America appeared on the album Bookends in 1968, a year rather like the nasty one we’re living through now, fraught with the sort of social, political, and geopolitical upheaval that turns the whole universe topsy turvy, leaving everybody at something of a disoriented loss. It was a different kind of culture war then, fought not just between left and right, but also between the old and young, pitting the adults of “the establishment” against an enormous cohort of those new 20th Century creatures, the “adolescents”, the two groups shouting at each other across the chasm that everyone called the “generation gap”. It was a time when parents were frankly alarmed by their own children, and viewed all aspects of youth culture with suspicion if not outright hostility, feeling threatened and rejected, all of their cherished values under assault. In this environment even Simon and Garfunkel could seem upsetting, and a wistful, evocative tune like America could seem to be taking sides – it was, after all, the reviled “hippies” and the like who talked about dropping out of society, and walking the land in a quest to “go find America”, whatever that was supposed to mean. Probably something to do with drug use, and maybe communes. Find America for the love of God – surely they’d all do better to go find jobs instead, and make something of themselves.

In the way of such things, the counterculture became mainstream. These days we all understand perfectly well the disillusioned urge to look past the superficial, strip away the corruption, and rediscover the founding ideals upon which our purportedly free and democratic society was supposed to have been based – so much so that in 2016 Bernie Sanders was able to use America in a really quite moving and effective political ad.
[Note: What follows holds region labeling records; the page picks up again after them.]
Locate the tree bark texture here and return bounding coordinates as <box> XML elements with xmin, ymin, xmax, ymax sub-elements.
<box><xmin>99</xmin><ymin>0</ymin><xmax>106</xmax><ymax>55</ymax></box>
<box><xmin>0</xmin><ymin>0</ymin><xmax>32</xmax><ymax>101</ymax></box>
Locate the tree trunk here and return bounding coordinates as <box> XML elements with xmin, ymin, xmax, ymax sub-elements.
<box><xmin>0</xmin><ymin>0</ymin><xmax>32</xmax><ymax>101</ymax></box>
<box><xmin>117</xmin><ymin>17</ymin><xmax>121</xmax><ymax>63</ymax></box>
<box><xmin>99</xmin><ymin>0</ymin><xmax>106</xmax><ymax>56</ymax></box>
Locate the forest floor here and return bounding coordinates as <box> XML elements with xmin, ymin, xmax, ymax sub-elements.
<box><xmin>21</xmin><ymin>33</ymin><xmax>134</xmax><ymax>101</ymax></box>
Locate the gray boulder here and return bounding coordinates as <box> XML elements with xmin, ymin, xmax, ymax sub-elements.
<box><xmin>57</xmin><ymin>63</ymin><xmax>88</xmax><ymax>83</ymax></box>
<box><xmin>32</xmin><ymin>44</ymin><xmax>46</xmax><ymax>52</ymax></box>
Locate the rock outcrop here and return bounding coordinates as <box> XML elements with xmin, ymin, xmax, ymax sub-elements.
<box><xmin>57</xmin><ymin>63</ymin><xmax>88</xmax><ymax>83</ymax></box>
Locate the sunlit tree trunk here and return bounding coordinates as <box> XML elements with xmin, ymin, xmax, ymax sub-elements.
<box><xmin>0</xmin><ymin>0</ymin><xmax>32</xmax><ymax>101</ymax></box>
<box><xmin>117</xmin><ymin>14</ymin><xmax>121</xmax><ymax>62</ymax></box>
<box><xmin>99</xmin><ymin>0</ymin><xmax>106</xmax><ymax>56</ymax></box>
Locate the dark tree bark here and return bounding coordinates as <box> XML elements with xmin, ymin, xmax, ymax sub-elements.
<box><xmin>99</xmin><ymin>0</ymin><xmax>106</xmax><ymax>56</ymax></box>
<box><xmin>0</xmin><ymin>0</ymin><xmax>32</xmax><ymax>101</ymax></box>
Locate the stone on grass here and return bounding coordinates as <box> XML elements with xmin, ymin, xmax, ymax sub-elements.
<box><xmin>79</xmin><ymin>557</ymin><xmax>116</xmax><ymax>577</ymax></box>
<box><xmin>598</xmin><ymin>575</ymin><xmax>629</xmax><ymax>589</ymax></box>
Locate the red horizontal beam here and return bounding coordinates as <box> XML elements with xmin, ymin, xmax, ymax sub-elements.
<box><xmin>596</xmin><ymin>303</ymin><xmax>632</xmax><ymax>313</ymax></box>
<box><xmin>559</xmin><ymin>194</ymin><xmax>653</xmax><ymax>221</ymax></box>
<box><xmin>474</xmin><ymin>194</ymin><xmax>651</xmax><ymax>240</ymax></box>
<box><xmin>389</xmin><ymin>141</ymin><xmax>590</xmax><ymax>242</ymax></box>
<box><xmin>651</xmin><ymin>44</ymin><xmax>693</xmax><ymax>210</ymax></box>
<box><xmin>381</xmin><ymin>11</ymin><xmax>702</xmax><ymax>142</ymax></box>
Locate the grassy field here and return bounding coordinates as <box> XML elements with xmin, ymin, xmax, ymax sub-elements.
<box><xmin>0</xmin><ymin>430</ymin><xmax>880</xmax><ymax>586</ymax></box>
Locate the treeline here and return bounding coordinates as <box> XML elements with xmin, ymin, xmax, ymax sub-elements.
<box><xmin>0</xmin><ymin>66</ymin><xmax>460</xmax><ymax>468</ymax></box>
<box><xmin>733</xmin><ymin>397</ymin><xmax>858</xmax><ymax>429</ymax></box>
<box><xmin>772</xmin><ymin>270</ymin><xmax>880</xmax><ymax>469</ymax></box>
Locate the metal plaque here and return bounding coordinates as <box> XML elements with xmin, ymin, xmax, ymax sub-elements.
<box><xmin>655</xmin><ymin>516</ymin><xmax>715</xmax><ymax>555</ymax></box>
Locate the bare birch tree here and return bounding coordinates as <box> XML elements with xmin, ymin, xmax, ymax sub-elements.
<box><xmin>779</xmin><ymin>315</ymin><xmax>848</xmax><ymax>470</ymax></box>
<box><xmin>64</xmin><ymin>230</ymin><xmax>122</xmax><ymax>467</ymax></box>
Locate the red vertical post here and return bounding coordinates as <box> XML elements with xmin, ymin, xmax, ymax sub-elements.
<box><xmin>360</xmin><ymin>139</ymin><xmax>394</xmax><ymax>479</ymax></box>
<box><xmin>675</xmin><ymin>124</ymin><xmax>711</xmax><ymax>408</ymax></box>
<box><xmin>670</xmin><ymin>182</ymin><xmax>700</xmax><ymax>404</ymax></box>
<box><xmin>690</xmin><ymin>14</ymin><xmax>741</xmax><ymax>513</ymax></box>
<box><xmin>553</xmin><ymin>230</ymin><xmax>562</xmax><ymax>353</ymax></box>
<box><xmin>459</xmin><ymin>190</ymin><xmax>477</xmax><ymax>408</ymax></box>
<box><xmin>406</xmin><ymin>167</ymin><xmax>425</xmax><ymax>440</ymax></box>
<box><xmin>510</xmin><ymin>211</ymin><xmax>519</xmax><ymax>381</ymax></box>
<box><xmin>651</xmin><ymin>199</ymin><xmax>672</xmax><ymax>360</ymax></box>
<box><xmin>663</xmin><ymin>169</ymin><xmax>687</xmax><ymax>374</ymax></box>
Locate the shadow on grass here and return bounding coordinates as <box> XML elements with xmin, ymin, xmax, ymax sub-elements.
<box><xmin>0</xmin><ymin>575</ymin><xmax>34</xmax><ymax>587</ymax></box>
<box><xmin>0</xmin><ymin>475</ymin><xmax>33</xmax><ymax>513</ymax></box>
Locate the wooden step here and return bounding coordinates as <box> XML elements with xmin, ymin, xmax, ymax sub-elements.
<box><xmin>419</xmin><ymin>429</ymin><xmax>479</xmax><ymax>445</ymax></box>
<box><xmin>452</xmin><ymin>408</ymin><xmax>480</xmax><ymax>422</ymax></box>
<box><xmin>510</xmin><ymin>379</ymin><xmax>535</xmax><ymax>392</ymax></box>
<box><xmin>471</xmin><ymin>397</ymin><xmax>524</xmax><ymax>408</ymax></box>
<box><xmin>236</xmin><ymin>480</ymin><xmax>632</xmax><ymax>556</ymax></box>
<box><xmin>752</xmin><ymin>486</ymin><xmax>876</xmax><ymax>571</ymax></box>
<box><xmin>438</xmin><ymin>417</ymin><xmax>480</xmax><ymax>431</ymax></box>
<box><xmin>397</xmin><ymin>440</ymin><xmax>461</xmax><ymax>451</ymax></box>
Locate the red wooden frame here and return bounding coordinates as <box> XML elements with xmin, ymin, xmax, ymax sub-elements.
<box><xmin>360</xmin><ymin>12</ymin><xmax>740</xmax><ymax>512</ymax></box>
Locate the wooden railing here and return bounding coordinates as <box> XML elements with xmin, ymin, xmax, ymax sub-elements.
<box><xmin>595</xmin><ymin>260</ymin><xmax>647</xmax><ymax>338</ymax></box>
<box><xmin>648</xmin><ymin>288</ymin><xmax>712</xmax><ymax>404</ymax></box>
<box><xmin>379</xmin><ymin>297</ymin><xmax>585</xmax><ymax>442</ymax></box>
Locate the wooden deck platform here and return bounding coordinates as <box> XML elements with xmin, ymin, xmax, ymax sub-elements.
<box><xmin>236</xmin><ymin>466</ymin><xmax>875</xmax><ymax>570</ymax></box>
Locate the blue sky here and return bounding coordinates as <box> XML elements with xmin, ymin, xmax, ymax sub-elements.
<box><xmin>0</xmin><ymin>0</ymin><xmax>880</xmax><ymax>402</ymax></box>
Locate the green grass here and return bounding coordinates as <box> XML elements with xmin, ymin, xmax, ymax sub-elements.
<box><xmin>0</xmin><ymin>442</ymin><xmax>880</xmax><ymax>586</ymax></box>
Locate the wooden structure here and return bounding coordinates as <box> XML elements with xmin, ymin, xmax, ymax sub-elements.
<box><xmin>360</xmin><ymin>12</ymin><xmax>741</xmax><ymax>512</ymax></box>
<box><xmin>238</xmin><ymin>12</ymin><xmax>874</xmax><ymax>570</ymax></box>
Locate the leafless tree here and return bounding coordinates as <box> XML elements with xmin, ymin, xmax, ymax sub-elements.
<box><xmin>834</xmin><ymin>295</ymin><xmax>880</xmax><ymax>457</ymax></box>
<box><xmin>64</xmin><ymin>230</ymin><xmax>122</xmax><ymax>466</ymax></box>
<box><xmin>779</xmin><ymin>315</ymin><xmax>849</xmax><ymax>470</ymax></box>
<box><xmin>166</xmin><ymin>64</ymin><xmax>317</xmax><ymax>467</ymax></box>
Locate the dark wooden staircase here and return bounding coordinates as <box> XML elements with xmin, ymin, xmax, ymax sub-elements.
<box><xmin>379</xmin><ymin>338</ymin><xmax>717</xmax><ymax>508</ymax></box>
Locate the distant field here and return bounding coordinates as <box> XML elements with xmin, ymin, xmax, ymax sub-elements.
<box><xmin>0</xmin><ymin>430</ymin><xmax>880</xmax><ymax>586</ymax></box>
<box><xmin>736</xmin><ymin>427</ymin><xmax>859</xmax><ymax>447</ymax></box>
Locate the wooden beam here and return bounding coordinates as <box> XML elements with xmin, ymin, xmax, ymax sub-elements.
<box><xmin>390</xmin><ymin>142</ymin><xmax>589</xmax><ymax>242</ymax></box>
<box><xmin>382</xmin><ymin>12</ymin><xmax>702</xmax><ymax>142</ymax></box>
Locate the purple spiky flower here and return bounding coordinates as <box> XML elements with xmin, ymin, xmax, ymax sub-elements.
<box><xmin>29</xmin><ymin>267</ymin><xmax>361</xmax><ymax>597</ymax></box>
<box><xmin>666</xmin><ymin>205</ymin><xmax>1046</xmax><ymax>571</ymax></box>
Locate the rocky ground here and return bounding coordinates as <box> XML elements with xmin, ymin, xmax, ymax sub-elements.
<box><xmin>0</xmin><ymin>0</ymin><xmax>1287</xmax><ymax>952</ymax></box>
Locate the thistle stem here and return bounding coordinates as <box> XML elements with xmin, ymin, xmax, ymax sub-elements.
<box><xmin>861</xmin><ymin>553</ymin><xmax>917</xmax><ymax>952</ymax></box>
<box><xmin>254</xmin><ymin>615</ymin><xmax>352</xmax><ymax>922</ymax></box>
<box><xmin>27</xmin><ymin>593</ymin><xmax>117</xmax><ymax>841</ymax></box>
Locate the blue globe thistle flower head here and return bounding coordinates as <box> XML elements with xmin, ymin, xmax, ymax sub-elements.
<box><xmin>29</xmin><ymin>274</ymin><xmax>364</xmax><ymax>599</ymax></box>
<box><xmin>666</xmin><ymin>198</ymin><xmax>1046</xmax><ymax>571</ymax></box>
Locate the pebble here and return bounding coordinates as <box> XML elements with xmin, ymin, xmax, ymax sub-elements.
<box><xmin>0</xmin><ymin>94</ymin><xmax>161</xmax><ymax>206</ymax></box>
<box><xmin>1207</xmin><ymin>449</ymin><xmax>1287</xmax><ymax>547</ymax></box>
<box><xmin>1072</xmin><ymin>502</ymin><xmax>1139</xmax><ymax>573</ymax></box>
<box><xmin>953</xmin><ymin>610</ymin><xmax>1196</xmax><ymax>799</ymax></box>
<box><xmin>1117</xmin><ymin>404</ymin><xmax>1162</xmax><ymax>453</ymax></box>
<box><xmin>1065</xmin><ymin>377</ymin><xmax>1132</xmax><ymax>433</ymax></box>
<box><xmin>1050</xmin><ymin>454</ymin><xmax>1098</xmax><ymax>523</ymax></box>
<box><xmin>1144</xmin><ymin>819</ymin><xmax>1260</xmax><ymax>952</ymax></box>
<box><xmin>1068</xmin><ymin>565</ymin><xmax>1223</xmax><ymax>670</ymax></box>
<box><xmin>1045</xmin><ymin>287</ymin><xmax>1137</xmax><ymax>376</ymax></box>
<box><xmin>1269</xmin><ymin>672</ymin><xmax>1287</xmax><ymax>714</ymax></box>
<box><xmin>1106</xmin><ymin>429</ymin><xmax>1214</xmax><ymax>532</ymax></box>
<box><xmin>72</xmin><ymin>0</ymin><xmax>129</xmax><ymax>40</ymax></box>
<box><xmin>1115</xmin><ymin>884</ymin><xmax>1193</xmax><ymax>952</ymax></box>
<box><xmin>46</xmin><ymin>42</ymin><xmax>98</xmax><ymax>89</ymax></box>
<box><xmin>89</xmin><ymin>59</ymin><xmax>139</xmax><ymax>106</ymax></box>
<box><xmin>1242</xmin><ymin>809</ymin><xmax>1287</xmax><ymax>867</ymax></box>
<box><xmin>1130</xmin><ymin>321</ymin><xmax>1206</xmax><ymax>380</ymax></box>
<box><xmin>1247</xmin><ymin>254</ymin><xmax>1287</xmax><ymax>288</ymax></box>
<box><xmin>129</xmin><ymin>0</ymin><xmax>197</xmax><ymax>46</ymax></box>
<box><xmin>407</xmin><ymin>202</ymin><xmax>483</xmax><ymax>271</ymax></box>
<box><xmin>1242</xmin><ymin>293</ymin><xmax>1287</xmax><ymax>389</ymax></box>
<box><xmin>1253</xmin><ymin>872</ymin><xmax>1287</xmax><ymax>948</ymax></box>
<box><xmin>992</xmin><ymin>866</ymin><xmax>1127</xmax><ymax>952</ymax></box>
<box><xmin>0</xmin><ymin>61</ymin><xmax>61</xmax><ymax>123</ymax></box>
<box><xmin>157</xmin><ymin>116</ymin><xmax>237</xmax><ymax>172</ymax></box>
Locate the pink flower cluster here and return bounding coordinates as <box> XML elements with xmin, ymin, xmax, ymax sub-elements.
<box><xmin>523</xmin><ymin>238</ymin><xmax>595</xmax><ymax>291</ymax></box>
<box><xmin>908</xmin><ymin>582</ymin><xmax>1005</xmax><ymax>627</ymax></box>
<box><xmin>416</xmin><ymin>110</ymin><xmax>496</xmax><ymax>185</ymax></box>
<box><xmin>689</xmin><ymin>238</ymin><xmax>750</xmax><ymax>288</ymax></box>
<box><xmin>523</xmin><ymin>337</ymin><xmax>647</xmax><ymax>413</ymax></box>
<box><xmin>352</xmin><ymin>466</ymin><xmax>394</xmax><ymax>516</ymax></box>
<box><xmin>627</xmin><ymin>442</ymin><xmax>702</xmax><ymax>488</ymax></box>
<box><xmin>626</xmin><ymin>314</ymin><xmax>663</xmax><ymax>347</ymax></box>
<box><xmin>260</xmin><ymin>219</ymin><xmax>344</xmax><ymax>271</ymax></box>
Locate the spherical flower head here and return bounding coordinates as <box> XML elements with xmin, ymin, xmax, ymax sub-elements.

Almost none of us who wound up composing the next establishment did any such thing of course, but we remember the impulse, especially now as we begin to bow out wondering what it is we accomplished, reeling in a post-Trump dystopia in which memories of the upheavals of 1968 can seem like the stuff of pleasant nostalgia from the Beforetime. It’s easy to lose sight of the context of Paul Simon’s touching little masterpiece, released in the midst of a year blighted by assassinations, global student unrest, the crushing of the Prague Spring, and the endless, fruitless American prosecution of what suddenly seemed certain to be a losing war on the other side of the world, a year ushered in by the Tet Offensive that concluded, somehow, on the grace note of American astronauts reading the Christian creation myth to the whole world on Christmas Eve, from a point almost 240,000 miles away in space. Emerging out of all that was this humane, touching, and perennially relevant ballad of young lovers wandering lost in their own country, looking for something they couldn’t identify and feeling, like so many of us then and ever after, empty and aching and not knowing why.